Chapter 7. Detecting and Recognizing Objects

This chapter will introduce the concept of detecting and recognizing objects, which is one of the most common challenges in computer vision. You've come this far in the book, so at this stage, you're wondering how far are you from mounting a computer in your car that will give you information about cars and people surrounding you through the use of a camera. Well, You're not too far from your goal, actually.

In this chapter, we will expand on the concept of object detection, which we initially explored when talking about recognizing faces, and adapt it to all sorts of real-life objects, not just faces.

Object detection and recognition techniques

We made a distinction in Chapter 5, Detecting and Recognizing Faces, which we'll reiterate for clarity: detecting an object is the ability of a program to determine if a certain region of an image contains an unidentified object, and recognizing is the ability of a program to identify this object. Recognizing normally only occurs in areas of interest where an object has been detected, for example, we have attempted to recognize faces on the areas of an image that contained a face in the first place.

When it comes to recognizing and detecting objects, there are a number of techniques used in computer vision, which we'll be examining:

  • Histogram of Oriented Gradients
  • Image pyramids
  • Sliding windows

Unlike feature detection algorithms, these are not mutually exclusive techniques, rather, they are complimentary. You can perform a Histogram of Oriented Gradients (HOG) while applying the sliding windows technique.

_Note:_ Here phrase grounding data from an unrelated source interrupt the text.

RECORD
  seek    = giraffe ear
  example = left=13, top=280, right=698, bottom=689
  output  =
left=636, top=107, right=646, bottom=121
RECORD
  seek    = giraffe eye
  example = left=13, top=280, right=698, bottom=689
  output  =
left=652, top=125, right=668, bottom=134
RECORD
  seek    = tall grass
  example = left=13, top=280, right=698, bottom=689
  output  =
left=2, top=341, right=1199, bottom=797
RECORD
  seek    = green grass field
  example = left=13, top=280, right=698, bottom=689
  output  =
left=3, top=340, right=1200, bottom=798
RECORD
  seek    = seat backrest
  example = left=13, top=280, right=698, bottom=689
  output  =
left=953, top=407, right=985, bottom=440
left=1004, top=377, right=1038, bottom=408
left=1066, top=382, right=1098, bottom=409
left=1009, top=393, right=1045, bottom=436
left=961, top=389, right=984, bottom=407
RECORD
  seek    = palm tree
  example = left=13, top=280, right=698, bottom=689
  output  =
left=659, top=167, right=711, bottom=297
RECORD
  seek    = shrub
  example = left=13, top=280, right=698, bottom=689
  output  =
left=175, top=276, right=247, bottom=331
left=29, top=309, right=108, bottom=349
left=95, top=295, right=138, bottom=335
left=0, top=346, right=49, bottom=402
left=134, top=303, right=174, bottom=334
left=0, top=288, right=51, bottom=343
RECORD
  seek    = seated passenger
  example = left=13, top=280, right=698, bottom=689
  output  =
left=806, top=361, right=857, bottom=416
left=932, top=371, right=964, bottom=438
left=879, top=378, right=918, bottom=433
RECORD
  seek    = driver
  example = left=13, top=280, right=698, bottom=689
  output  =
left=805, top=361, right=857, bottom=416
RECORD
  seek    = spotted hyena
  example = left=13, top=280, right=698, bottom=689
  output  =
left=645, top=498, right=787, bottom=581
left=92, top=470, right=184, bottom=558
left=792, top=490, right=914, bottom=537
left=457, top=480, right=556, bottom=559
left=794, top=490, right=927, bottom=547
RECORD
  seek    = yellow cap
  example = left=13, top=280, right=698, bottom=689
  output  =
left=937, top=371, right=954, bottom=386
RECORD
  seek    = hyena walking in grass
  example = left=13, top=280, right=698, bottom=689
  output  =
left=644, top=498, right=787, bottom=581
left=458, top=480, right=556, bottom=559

So, let's take a look at HOG first and understand what it is.

HOG descriptors

HOG is a feature descriptor, so it belongs to the same family of algorithms, such as SIFT, SURF, and ORB.

It is used in image and video processing to detect objects. Its internal mechanism is really clever; an image is divided into portions and a gradient for each portion is calculated. We've observed a similar approach when we talked about face recognition through LBPH.

HOG, however, calculates histograms that are not based on color values, rather, they are based on gradients. As HOG is a feature descriptor, it is capable of delivering the type of information that is vital for feature matching and object detection/recognition.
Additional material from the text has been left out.